I've had no issues with the _7 update. Still blocking as expected.
just had to force reload the DNSBL

I'm on 23.09 Netgate device in production,
and 2.7.1 on a test machine,
applicable patch applied in both cases.

both work.

do you have any "not normal" or error messages in pfblockerng.log, error.log or dnsbl_parsed_error.log

py

@jrey Thanks for the reply and the insight. I spent some time on this and I seem to have it isolated.

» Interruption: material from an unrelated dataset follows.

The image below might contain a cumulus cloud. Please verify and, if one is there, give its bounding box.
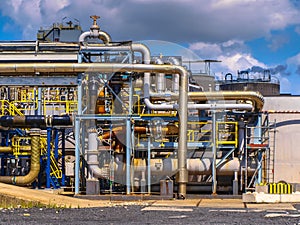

This firewall is an "always on" OpenVPN client to an OpenVPN service. I recently enabled the new DCO option in OpenVPN to test. With no other changes, enabling DCO breaks DNSBL, and disabling DCO allows DNSBL to function normally. This seems to be reliably reproducible in my setup.

If this is still the case in a day or 3, I'll post my observation in the appropriate forum section.

Thanks Again,

Gertjan

@py said in Update to 3.2.0_7 breaks DNSBL:

the DNS resolver log is showing a lot of THROWAWAY responses from Netgate domains whenever I go to the System Packages tabs and it's now taking much longer for those to resolve if at all.

What log file are you looking at ?

I never saw anything logged on this page :

@py said in Update to 3.2.0_7 breaks DNSBL:

I recently enabled the new DCO option in OpenVPN to test

Just did the same thing.
Never used DCO before. I activated it.
I did not regenerate a new VPN export file.
Tested with my phone the VPN server access : it worked just fine.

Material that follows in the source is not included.